Ein Schritt mit dramatischen Folgen
Ein Rückzug vom US-Markt wäre für Bayer nicht nur ein Eingeständnis der Ohnmacht, sondern auch ein wirtschaftlicher Einschnitt. Rund ein Viertel der Glyphosat-Umsätze werden in Nordamerika erzielt.

Ein Ausstieg würde Lieferketten, Kundenbeziehungen und nicht zuletzt das Vertrauen der Investoren erschüttern. Gleichzeitig: Der Status quo ist nicht haltbar. Bayer kämpft mit einem zweistelligen Milliardenverlust, sinkendem Aktienkurs und dem Verlust an Bonität.
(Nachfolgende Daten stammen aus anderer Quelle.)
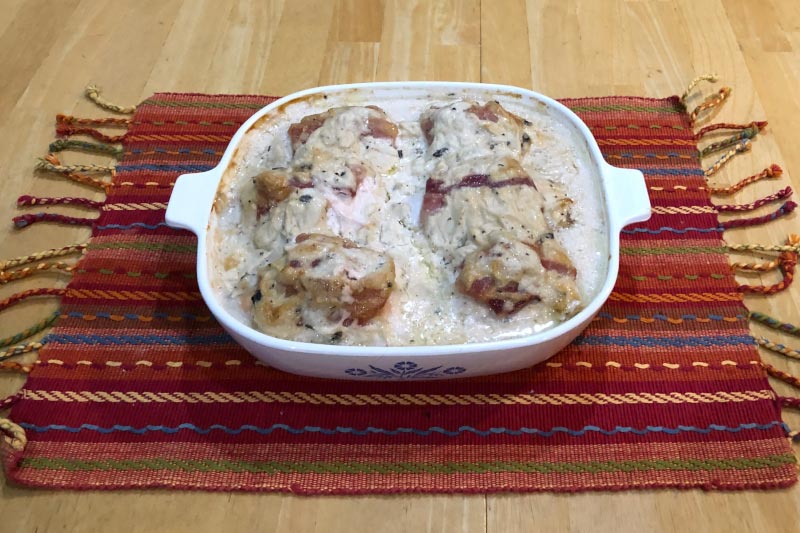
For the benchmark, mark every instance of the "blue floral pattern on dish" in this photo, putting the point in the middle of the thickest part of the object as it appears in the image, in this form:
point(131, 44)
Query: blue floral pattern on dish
point(405, 370)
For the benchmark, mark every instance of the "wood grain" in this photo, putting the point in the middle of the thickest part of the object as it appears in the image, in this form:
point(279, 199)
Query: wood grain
point(49, 50)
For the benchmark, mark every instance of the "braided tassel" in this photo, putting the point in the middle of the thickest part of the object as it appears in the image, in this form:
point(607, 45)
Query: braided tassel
point(47, 254)
point(756, 267)
point(713, 78)
point(778, 348)
point(765, 248)
point(781, 375)
point(774, 323)
point(7, 276)
point(787, 263)
point(711, 102)
point(14, 366)
point(5, 403)
point(780, 195)
point(93, 94)
point(27, 201)
point(31, 331)
point(24, 295)
point(740, 148)
point(46, 163)
point(14, 434)
point(782, 211)
point(21, 349)
point(107, 121)
point(773, 171)
point(94, 148)
point(23, 221)
point(760, 124)
point(55, 166)
point(746, 133)
point(789, 402)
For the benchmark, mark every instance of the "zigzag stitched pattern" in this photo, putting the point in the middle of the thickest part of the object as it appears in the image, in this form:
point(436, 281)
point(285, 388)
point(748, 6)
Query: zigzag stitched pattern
point(149, 296)
point(577, 366)
point(451, 467)
point(676, 298)
point(398, 399)
point(434, 430)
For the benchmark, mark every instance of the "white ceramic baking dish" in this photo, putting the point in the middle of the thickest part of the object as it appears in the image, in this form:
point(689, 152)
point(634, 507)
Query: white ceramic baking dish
point(625, 198)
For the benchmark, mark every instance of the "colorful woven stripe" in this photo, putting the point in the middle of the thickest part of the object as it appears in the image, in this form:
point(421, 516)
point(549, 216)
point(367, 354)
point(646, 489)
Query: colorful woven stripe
point(139, 387)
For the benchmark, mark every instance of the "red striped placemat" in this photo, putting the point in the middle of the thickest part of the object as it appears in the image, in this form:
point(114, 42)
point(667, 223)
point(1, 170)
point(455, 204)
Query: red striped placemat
point(137, 386)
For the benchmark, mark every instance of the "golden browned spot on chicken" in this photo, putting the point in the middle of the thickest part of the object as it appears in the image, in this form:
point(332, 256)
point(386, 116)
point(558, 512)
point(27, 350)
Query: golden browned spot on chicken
point(487, 213)
point(328, 275)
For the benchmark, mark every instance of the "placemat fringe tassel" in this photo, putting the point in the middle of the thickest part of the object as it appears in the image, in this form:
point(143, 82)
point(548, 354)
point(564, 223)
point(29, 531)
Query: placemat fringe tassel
point(722, 127)
point(51, 163)
point(27, 201)
point(30, 332)
point(93, 94)
point(773, 171)
point(714, 101)
point(23, 221)
point(742, 147)
point(786, 262)
point(84, 146)
point(780, 195)
point(46, 254)
point(782, 211)
point(712, 78)
point(749, 132)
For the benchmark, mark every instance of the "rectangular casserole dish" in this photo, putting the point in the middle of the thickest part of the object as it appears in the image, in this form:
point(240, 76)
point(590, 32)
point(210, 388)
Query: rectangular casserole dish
point(625, 201)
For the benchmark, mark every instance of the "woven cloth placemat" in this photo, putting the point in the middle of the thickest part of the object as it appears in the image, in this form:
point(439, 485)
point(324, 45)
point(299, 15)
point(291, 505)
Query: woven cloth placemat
point(138, 386)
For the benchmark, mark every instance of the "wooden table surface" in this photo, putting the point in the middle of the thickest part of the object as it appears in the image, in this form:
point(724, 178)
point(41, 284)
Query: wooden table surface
point(50, 50)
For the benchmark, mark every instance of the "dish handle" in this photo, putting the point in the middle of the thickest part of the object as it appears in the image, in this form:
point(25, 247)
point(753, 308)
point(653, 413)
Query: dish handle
point(628, 199)
point(191, 199)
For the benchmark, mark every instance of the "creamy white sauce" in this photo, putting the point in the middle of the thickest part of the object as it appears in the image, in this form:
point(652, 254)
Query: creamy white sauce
point(425, 308)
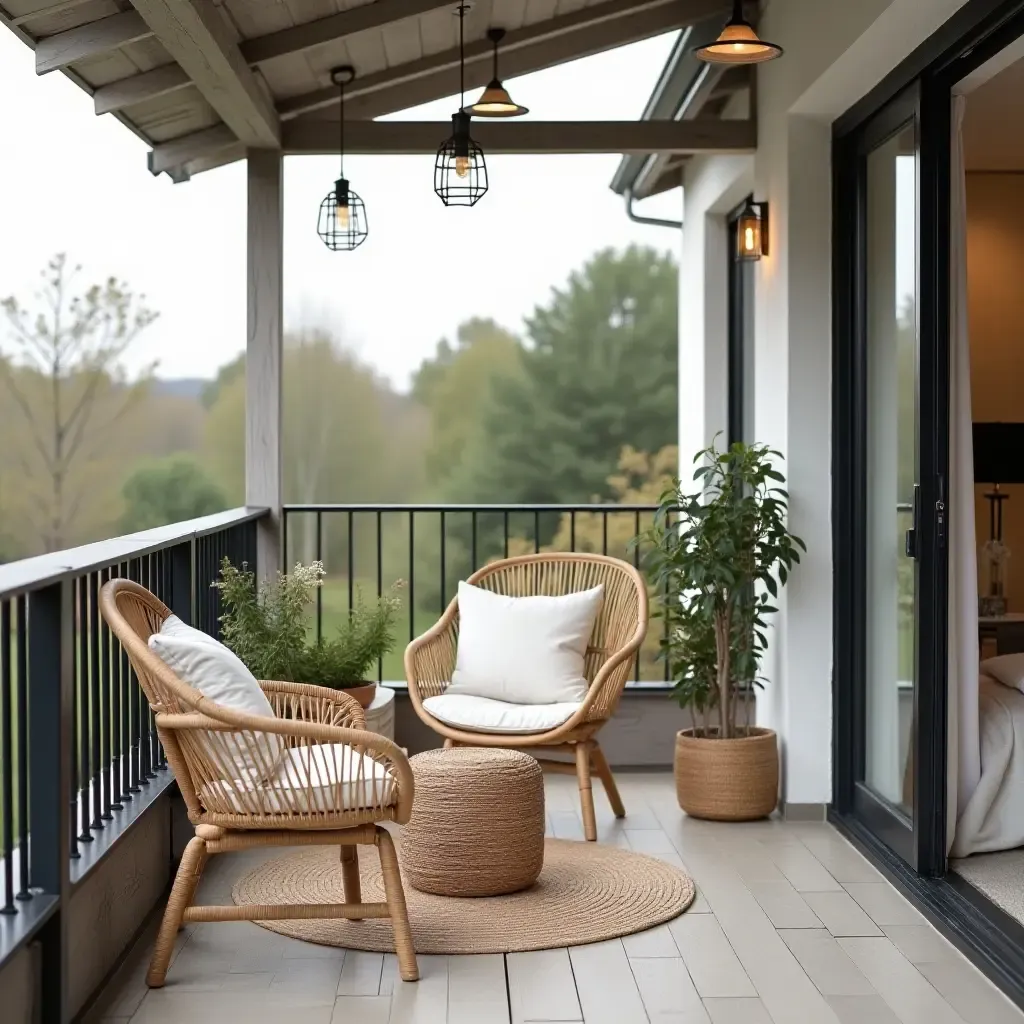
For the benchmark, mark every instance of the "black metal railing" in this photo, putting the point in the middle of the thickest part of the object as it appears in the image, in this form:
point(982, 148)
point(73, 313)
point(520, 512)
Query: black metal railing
point(79, 753)
point(431, 547)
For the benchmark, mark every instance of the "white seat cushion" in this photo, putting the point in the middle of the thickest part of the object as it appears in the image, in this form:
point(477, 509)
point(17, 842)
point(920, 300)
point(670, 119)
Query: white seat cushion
point(485, 715)
point(523, 649)
point(206, 665)
point(321, 778)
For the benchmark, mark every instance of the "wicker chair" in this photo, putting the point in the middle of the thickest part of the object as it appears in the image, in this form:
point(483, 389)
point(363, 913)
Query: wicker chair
point(619, 632)
point(295, 807)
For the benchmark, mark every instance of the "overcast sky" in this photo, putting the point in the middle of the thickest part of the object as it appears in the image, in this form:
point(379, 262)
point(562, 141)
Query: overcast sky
point(76, 182)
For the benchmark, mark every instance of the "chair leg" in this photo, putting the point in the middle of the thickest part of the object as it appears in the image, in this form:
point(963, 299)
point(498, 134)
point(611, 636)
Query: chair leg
point(350, 876)
point(189, 871)
point(603, 770)
point(395, 896)
point(586, 792)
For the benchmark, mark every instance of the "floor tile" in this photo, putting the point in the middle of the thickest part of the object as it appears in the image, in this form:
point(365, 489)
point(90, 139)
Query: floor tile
point(737, 1012)
point(784, 906)
point(826, 963)
point(542, 986)
point(841, 913)
point(667, 989)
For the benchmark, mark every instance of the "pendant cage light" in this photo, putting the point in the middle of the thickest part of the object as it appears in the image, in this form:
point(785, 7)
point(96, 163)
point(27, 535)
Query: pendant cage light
point(342, 223)
point(738, 43)
point(495, 101)
point(460, 170)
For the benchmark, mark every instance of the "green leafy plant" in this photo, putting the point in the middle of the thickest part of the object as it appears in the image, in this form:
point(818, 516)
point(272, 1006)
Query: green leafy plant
point(719, 554)
point(267, 626)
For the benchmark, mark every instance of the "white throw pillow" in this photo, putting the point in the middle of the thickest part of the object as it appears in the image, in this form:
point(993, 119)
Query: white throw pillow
point(523, 649)
point(1007, 669)
point(484, 715)
point(218, 673)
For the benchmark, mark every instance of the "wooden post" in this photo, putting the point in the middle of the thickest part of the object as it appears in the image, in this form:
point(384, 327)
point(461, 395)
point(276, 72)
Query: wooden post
point(263, 351)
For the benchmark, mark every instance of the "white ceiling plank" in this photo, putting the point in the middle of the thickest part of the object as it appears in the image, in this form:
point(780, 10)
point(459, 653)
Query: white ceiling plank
point(410, 137)
point(53, 52)
point(195, 34)
point(583, 33)
point(361, 18)
point(127, 91)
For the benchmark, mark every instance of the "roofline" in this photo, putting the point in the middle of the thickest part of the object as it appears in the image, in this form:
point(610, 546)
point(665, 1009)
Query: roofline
point(673, 94)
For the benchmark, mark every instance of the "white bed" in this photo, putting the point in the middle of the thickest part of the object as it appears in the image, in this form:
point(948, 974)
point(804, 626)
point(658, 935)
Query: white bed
point(993, 818)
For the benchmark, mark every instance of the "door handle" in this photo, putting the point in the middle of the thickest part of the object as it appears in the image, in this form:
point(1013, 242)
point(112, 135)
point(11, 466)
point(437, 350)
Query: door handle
point(910, 539)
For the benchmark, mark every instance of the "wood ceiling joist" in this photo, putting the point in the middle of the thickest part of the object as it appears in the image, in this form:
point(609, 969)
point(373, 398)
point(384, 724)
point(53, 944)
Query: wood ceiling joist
point(64, 48)
point(583, 33)
point(326, 30)
point(402, 137)
point(195, 34)
point(127, 91)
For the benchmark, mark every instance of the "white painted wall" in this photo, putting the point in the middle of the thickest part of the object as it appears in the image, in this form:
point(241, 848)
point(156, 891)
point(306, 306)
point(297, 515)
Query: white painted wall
point(836, 51)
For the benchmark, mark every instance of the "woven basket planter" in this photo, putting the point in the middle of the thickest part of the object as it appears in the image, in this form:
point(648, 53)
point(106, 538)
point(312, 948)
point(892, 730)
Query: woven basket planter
point(727, 779)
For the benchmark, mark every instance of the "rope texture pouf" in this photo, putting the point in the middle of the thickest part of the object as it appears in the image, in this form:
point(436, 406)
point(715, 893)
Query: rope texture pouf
point(477, 824)
point(587, 892)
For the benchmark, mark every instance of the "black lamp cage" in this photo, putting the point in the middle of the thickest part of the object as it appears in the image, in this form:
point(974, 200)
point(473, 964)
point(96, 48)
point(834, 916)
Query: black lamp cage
point(460, 170)
point(342, 223)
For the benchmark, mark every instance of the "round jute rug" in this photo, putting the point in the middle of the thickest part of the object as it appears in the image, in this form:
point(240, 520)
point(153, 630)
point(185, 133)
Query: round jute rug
point(587, 892)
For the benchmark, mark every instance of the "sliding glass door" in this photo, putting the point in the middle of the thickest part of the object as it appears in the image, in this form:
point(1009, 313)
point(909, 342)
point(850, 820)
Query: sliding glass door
point(888, 497)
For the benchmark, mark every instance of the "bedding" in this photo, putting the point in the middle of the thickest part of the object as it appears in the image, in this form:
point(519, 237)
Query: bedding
point(993, 818)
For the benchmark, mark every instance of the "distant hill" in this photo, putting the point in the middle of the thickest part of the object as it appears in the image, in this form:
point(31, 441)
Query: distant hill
point(180, 387)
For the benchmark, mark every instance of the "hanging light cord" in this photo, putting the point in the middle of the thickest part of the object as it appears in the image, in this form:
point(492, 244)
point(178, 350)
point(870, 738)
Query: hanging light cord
point(341, 131)
point(462, 56)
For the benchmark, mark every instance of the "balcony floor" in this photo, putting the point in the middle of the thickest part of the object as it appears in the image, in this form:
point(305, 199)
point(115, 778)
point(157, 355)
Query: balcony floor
point(792, 926)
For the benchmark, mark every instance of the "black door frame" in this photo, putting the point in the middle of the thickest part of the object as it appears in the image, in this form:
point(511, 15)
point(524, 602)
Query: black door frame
point(977, 32)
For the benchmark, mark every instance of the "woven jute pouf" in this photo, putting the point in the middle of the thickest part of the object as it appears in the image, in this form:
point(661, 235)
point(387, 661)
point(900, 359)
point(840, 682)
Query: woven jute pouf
point(477, 824)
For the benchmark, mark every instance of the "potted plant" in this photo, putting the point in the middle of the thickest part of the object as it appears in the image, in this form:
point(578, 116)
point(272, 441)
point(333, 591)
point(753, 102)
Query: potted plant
point(267, 626)
point(719, 554)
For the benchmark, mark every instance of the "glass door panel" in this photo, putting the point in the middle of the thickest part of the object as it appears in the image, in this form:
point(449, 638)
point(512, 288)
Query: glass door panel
point(892, 465)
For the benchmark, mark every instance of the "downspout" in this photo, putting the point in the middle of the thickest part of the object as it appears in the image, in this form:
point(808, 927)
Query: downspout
point(652, 221)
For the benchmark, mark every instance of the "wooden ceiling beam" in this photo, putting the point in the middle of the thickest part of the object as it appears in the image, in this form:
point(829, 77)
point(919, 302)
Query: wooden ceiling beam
point(410, 137)
point(62, 48)
point(126, 91)
point(583, 33)
point(326, 30)
point(196, 35)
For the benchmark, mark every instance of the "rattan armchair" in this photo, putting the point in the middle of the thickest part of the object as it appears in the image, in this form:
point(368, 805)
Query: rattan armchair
point(619, 632)
point(299, 806)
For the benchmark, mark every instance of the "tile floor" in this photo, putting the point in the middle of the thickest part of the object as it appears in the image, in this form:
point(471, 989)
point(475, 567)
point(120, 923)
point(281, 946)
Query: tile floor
point(792, 926)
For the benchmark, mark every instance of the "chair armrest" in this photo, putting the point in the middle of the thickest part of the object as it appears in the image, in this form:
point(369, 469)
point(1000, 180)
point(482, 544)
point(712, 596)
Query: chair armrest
point(301, 702)
point(430, 657)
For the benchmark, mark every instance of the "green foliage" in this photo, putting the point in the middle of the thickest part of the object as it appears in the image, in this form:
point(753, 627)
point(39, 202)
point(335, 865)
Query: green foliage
point(598, 374)
point(268, 628)
point(720, 553)
point(172, 489)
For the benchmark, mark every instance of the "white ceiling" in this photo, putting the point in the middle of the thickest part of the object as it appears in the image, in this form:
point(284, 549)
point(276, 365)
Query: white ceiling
point(993, 121)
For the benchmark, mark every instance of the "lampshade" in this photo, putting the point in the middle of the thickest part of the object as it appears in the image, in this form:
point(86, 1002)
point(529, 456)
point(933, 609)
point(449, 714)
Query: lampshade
point(495, 101)
point(738, 43)
point(998, 453)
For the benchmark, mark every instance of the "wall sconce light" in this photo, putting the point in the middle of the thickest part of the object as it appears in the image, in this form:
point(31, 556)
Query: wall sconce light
point(752, 231)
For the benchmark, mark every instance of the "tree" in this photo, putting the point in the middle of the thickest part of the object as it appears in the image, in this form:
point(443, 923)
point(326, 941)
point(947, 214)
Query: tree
point(172, 489)
point(598, 374)
point(456, 388)
point(66, 380)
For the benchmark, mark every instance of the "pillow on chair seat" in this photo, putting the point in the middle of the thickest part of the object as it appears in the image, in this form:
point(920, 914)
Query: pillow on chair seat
point(318, 778)
point(525, 650)
point(485, 715)
point(207, 666)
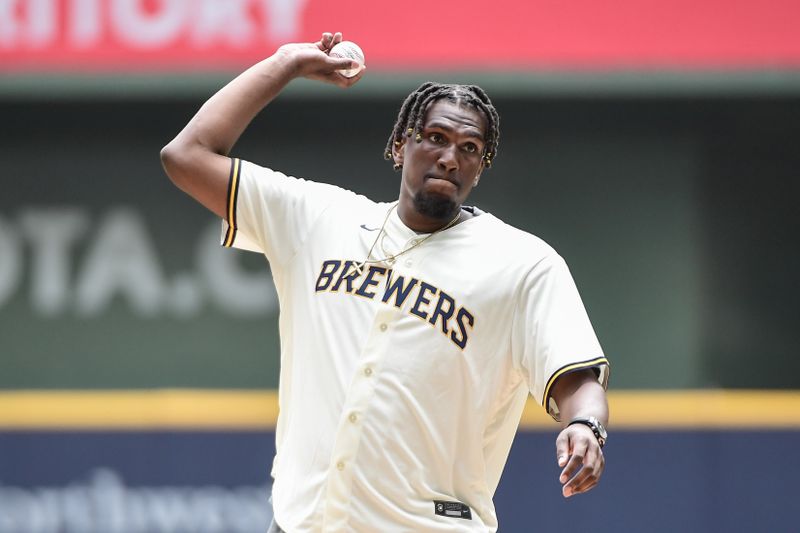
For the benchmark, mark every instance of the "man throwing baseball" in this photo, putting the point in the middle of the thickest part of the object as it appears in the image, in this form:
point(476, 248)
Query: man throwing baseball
point(413, 331)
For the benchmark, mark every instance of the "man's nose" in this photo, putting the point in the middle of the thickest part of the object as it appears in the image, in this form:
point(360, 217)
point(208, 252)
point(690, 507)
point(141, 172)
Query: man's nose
point(448, 158)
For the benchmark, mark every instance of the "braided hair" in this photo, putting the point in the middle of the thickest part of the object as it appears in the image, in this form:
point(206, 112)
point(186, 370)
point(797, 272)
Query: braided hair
point(412, 114)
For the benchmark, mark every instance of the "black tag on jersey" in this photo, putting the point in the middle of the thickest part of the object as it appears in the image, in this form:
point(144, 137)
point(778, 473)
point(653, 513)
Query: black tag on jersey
point(452, 509)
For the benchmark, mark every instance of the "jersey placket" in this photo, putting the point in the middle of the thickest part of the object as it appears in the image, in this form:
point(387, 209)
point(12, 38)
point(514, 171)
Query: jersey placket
point(362, 387)
point(354, 414)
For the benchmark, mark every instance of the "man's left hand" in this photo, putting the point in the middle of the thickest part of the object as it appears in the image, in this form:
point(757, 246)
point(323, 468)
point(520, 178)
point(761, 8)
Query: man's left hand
point(581, 457)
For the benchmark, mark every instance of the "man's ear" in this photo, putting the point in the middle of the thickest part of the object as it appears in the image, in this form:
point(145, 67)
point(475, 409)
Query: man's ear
point(398, 151)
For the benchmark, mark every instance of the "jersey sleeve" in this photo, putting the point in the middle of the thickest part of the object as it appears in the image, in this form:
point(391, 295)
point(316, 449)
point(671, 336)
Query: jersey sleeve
point(551, 332)
point(272, 213)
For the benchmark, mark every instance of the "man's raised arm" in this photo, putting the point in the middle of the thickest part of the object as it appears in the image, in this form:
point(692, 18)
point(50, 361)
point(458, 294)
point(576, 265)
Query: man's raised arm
point(197, 161)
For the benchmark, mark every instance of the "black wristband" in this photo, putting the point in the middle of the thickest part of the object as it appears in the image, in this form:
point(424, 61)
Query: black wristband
point(595, 425)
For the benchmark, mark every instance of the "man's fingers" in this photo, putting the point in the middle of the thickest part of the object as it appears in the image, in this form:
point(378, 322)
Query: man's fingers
point(574, 463)
point(588, 476)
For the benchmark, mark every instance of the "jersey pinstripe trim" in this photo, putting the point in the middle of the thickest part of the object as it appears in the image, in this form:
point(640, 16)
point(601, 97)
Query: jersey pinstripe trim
point(566, 369)
point(233, 193)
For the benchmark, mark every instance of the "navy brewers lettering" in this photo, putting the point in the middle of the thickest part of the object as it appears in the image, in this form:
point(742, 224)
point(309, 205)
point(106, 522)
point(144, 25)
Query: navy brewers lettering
point(428, 303)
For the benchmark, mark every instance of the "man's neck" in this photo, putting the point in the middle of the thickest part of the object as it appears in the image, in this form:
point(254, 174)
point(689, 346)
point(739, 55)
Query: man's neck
point(425, 224)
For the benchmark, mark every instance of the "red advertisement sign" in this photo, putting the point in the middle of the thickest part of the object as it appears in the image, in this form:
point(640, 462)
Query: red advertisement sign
point(196, 35)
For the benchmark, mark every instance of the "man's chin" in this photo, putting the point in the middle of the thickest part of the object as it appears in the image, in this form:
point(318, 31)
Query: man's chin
point(435, 206)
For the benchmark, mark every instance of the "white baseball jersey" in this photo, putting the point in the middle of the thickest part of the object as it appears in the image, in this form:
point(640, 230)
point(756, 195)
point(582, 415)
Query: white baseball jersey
point(401, 388)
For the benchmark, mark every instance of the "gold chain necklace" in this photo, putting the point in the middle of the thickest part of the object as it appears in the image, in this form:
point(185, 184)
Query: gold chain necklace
point(391, 258)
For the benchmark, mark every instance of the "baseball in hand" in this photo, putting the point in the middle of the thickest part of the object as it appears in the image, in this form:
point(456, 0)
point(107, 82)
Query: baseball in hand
point(349, 50)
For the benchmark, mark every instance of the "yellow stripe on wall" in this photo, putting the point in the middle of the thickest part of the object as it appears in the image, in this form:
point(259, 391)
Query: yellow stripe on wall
point(183, 409)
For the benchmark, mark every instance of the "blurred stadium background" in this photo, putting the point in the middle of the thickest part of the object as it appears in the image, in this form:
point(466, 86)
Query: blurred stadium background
point(654, 144)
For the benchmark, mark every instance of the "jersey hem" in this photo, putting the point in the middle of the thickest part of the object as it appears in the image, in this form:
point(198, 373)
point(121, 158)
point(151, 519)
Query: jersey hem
point(573, 367)
point(233, 194)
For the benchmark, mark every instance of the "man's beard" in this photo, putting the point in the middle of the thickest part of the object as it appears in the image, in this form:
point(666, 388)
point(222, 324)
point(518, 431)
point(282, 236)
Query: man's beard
point(433, 206)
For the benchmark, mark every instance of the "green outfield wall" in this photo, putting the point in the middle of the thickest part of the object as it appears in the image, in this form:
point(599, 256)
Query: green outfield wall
point(676, 215)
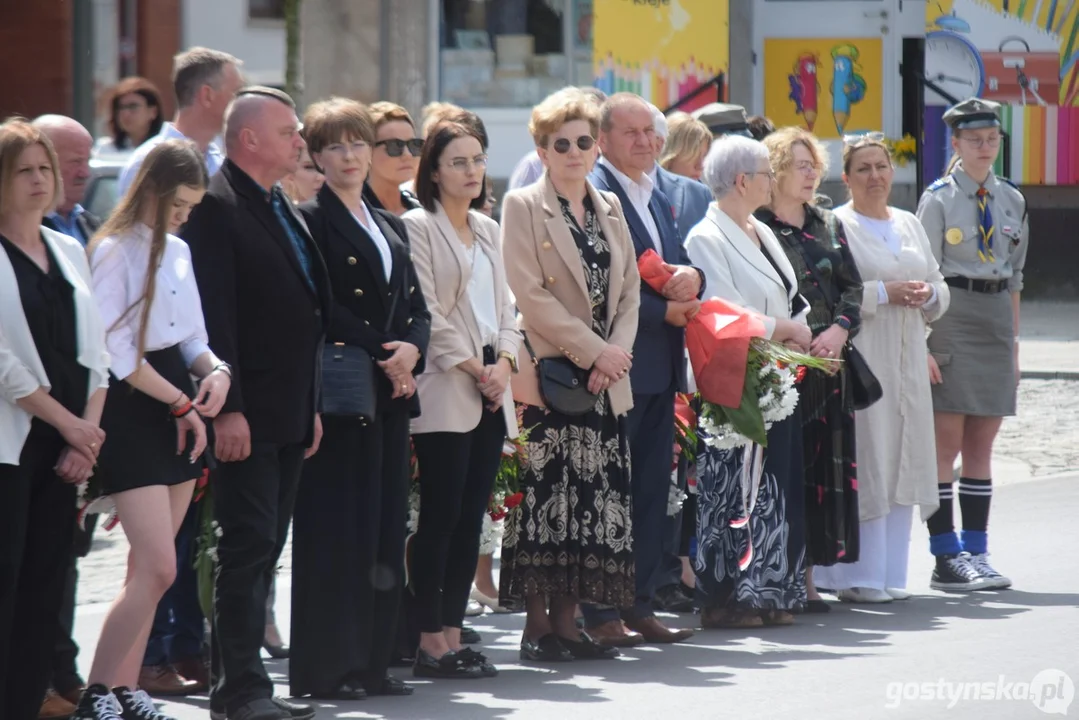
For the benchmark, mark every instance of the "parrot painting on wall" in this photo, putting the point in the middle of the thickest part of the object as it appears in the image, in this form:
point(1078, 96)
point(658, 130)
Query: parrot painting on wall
point(848, 86)
point(805, 89)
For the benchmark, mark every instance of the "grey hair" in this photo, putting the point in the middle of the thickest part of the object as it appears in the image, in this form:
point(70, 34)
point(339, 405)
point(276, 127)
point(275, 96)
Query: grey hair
point(729, 157)
point(197, 67)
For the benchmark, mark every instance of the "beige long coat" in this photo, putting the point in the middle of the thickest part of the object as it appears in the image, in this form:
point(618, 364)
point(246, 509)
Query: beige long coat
point(897, 450)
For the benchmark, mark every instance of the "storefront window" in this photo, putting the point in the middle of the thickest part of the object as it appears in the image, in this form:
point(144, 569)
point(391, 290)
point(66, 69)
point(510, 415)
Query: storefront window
point(511, 53)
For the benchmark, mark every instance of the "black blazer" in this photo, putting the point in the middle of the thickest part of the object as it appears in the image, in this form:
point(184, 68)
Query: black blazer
point(362, 296)
point(262, 316)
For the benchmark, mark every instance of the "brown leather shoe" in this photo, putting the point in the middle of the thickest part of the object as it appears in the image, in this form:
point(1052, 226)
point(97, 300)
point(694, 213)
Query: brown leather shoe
point(164, 681)
point(196, 669)
point(614, 634)
point(654, 632)
point(55, 707)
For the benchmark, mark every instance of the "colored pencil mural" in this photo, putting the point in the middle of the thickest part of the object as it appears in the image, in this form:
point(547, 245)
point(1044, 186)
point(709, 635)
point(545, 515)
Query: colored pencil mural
point(1023, 55)
point(850, 70)
point(630, 55)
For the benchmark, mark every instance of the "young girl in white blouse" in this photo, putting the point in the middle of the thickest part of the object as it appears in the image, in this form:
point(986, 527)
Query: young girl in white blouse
point(156, 339)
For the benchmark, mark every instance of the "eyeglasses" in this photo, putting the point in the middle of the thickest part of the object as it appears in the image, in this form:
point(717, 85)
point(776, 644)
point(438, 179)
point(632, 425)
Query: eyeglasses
point(395, 147)
point(979, 143)
point(806, 167)
point(463, 164)
point(584, 144)
point(855, 138)
point(342, 149)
Die Lösung? Noch ist sie nicht in Sicht. Bayer prüfe laut Anderson aktuell alle Optionen, darunter auch neue Vergleichsangebote – allerdings nur, wenn diese „bestimmte Kriterien“ erfüllen. Welche genau, blieb offen. Die Botschaft war dennoch klar: Es geht nicht mehr ums Ob, sondern ums Wie.
Kapitalerhöhung als Notbremse
Parallel bittet Bayer seine Aktionäre um Rückendeckung – für eine mögliche Kapitalerhöhung um bis zu 35 Prozent. Zwar gebe es aktuell „keine konkreten Pläne“, dieses genehmigte Kapital zu nutzen.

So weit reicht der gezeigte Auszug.